SECTION 1. Multitenancy Overview

From Wikipedia:

  • Software Multitenancy refers to a software architecture in which a single instance of a software runs on a server and serves multiple tenants. A tenant is a group of users who share a common access with specific privileges to the software instance. With a multitenant architecture, a software application is designed to provide every tenant a dedicated share of the instance including its data, configuration, user management, tenant individual functionality and non-functional properties.

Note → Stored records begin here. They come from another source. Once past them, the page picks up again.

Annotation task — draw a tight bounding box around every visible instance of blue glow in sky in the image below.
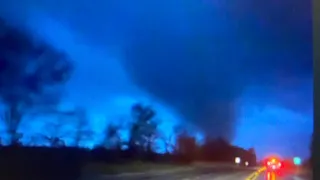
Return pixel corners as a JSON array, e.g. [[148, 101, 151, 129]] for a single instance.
[[0, 0, 313, 158]]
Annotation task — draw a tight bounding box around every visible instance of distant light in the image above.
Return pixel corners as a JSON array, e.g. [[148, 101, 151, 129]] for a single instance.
[[293, 157, 301, 166], [234, 157, 241, 164]]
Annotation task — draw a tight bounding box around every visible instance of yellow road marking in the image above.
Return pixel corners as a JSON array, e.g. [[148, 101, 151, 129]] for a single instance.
[[246, 167, 268, 180]]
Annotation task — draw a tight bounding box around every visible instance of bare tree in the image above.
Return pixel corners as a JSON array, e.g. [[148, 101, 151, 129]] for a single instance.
[[129, 103, 158, 152], [75, 108, 93, 146], [103, 123, 123, 150], [0, 20, 72, 144]]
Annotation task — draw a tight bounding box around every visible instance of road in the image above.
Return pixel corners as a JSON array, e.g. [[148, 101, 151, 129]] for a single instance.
[[83, 167, 311, 180], [83, 167, 254, 180], [247, 171, 312, 180]]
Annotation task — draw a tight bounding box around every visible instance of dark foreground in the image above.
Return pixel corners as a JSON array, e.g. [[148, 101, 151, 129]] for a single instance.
[[82, 167, 312, 180], [82, 167, 254, 180]]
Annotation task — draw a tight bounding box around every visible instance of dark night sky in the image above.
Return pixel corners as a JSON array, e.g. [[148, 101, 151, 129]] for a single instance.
[[0, 0, 313, 158]]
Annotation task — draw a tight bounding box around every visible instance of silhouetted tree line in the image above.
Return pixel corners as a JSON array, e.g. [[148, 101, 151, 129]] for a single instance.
[[0, 19, 256, 180]]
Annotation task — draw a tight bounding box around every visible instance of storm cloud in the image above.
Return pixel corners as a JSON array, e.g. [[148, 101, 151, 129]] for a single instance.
[[2, 0, 312, 139]]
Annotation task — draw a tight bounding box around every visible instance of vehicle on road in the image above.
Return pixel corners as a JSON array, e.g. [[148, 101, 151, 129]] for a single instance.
[[265, 158, 283, 175]]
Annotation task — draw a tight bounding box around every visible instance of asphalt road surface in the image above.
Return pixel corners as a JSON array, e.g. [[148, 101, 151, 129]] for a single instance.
[[82, 167, 312, 180], [83, 167, 254, 180], [252, 172, 312, 180]]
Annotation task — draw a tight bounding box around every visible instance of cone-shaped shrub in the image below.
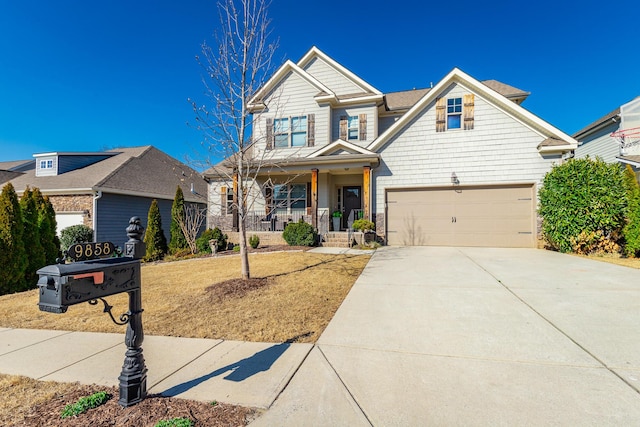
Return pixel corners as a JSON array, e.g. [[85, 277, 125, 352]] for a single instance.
[[0, 183, 27, 295], [33, 188, 60, 265], [144, 199, 167, 261], [169, 186, 189, 254], [20, 187, 46, 290], [622, 165, 640, 257]]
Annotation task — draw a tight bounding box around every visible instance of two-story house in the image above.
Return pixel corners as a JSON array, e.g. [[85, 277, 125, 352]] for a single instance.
[[205, 47, 577, 247], [0, 146, 207, 249]]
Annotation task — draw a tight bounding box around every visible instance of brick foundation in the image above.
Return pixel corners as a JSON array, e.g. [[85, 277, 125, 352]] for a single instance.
[[49, 194, 93, 228]]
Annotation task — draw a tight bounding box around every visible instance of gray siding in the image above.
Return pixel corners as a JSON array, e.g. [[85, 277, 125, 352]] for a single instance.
[[304, 58, 365, 95], [331, 104, 378, 146], [575, 123, 620, 163], [96, 193, 206, 247], [372, 85, 559, 213], [253, 73, 331, 158]]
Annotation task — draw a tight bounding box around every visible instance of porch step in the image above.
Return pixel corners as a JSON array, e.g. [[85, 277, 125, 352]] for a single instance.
[[322, 231, 351, 248]]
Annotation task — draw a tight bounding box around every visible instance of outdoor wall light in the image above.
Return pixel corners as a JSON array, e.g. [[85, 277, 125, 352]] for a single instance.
[[451, 172, 460, 185]]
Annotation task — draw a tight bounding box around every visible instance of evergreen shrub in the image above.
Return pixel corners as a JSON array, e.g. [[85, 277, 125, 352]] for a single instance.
[[282, 219, 318, 246]]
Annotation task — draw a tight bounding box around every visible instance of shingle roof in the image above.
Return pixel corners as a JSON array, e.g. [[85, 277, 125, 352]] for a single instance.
[[571, 107, 620, 139], [384, 80, 531, 111], [2, 146, 207, 201]]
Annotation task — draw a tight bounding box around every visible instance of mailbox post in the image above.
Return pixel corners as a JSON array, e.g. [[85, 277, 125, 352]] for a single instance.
[[38, 217, 147, 407]]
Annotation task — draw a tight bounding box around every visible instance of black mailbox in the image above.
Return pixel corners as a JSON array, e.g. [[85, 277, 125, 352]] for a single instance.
[[38, 257, 140, 313], [38, 217, 147, 407]]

Multitenancy contrasts with multi-instance architectures, where separate software instances operate on behalf of different tenants.

Commentators regard multitenancy as an important feature of cloud computing.

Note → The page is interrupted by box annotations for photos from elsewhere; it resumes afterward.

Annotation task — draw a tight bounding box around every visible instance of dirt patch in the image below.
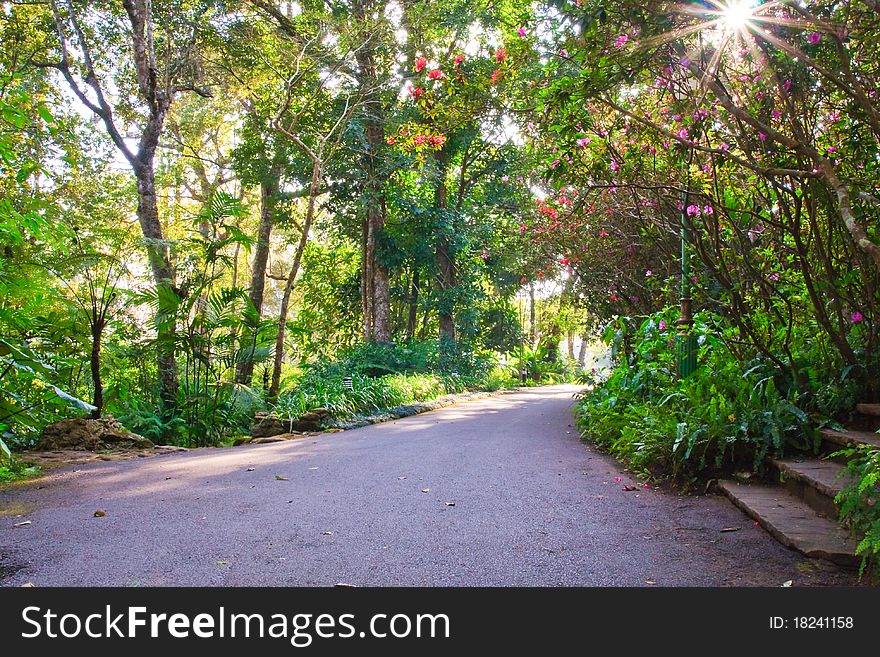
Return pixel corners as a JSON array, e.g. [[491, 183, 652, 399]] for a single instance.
[[19, 445, 189, 470], [0, 546, 25, 582], [36, 416, 153, 452]]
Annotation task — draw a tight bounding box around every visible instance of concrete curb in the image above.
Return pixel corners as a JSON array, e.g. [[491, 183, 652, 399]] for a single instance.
[[327, 388, 527, 431]]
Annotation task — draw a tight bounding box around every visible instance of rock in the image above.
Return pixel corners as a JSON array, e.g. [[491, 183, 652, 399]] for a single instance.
[[290, 415, 321, 432], [251, 415, 290, 438], [36, 415, 154, 452], [251, 408, 330, 438]]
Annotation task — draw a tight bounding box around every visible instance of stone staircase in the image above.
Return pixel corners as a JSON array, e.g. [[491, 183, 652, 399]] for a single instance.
[[718, 404, 880, 567]]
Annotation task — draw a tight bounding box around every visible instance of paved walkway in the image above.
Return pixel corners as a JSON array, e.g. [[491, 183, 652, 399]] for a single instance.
[[0, 386, 854, 586]]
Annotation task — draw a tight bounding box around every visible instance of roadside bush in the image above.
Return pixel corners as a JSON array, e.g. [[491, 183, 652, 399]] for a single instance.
[[275, 373, 473, 420], [578, 309, 823, 481], [834, 445, 880, 576]]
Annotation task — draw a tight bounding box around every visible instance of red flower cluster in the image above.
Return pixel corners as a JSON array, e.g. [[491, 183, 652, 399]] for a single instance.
[[413, 133, 446, 148]]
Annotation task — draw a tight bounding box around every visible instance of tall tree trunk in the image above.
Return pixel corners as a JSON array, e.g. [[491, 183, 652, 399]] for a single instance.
[[578, 335, 587, 367], [406, 264, 420, 340], [353, 0, 391, 342], [91, 319, 104, 420], [269, 161, 323, 399], [134, 161, 180, 412], [434, 148, 455, 342], [529, 283, 538, 348], [235, 160, 281, 385]]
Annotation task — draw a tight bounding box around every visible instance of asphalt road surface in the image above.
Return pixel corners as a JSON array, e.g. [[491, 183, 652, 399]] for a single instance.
[[0, 386, 855, 586]]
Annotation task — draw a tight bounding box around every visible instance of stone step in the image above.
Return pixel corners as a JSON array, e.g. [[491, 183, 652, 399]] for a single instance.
[[718, 480, 861, 567], [770, 457, 852, 520], [856, 404, 880, 417], [819, 429, 880, 449]]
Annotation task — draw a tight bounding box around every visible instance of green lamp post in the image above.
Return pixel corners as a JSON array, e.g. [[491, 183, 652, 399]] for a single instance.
[[675, 187, 697, 378]]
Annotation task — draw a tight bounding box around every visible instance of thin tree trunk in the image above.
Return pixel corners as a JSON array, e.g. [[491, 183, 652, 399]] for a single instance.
[[434, 148, 455, 342], [353, 1, 391, 342], [529, 283, 538, 347], [269, 161, 322, 399], [134, 163, 180, 412], [578, 335, 587, 367], [406, 265, 419, 340], [91, 320, 104, 420], [235, 161, 281, 385]]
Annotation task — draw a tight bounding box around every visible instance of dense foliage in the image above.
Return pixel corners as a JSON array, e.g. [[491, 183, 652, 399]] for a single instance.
[[0, 0, 880, 564]]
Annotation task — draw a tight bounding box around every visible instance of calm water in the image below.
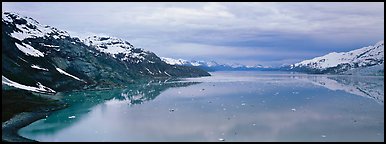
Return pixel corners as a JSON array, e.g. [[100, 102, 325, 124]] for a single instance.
[[19, 72, 384, 141]]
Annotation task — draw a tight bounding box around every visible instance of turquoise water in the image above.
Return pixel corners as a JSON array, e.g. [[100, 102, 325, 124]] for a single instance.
[[19, 72, 384, 141]]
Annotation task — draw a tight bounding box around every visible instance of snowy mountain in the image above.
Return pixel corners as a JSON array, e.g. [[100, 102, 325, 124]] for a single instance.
[[2, 12, 209, 93], [161, 57, 272, 71], [289, 41, 384, 74]]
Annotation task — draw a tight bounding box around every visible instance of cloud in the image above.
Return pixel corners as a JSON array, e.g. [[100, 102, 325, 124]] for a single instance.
[[2, 2, 384, 65]]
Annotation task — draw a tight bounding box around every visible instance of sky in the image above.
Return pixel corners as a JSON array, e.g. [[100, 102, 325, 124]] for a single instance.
[[2, 2, 384, 66]]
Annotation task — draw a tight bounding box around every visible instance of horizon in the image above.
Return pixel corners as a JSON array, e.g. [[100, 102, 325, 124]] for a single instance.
[[2, 2, 384, 67]]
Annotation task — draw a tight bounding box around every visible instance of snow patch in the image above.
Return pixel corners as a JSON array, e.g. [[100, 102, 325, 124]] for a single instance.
[[15, 43, 44, 57], [1, 76, 56, 93], [56, 68, 84, 82], [31, 65, 48, 71]]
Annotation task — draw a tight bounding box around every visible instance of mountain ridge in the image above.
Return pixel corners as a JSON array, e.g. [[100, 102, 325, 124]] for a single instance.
[[2, 12, 210, 92]]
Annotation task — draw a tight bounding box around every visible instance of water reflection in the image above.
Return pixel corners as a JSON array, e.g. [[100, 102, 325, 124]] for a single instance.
[[295, 76, 385, 104], [17, 79, 199, 136], [20, 73, 384, 141]]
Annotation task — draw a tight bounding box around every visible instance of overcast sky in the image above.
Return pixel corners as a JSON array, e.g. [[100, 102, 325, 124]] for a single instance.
[[2, 2, 384, 66]]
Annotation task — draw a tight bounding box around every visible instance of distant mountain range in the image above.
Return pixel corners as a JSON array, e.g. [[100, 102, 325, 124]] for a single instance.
[[161, 57, 274, 71], [2, 12, 210, 93], [281, 40, 384, 75]]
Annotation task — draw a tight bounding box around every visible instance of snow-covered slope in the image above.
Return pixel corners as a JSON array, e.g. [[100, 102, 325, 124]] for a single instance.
[[2, 12, 210, 92], [160, 57, 189, 65], [161, 57, 271, 71], [2, 12, 70, 41], [291, 41, 384, 73], [83, 35, 149, 63]]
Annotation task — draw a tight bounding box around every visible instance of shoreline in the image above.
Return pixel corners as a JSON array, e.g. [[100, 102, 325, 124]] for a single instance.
[[1, 100, 67, 142]]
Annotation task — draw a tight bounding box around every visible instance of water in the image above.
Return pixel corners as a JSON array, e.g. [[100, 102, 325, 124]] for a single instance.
[[19, 72, 384, 142]]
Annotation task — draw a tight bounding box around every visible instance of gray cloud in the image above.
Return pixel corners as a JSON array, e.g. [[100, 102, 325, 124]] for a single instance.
[[2, 2, 384, 65]]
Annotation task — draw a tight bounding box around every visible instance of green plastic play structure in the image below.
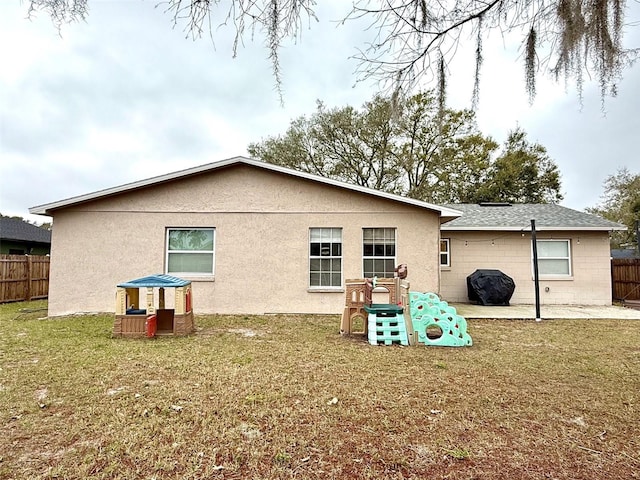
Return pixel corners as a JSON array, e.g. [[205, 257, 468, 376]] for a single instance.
[[364, 292, 473, 347], [409, 292, 473, 347]]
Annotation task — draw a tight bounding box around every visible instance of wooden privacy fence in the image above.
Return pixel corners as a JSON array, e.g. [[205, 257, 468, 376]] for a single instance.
[[611, 258, 640, 300], [0, 255, 49, 303]]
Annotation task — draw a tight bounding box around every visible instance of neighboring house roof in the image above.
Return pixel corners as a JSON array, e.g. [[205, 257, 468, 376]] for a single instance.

https://en.wikipedia.org/wiki/Multitenancy

For an overview of how fortress multitenancy works:


SECTION 2. Multitenant Fortress Realm Instance

Fortress Realm uses the tenant id inside the context.xml file:

<Context path="/commander" reloadable="true">

   <Realm className="org.apache.directory.fortress.realm.tomcat.Tc7AccessMgrProxy"
          defaultRoles=""
          containerType="TomcatContext"
          realmClasspath=""
          contextId="HOME"
          />
</Context>

The operations for this particular instance will be on behalf of the home contextId.


SECTION 3. Multitenant Fortress Web Instance

Fortress Web uses the tenant id inside the fortress.properties file:

contextId=acme123

The operations for this instance will be scoped to acme123 tenant.


SECTION 4. Rationale for setting a contextId in two locations

Why are there are two locations for setting the tenant id, context.xml and fortress.properties?

  1. Expedience in loading the realm tenant id with the context.xml file and the spring beans using fortress.properties because that is where properties for those components are usually set.

  2. Security Control. It is necessary to allow the realm to use one tenant context, e.g. HOME, and the web app instance another, e.g. acme123. For the why consider a use case. One where many customer web app instances run from within one or more instances of a container (like Tomcat). Only corporate employees may administer security policies within the customer‘s web app instances, not the customers themselves. On the contrary, we may want to allow the customer to administer their own security data in which case we’d set both to acme123.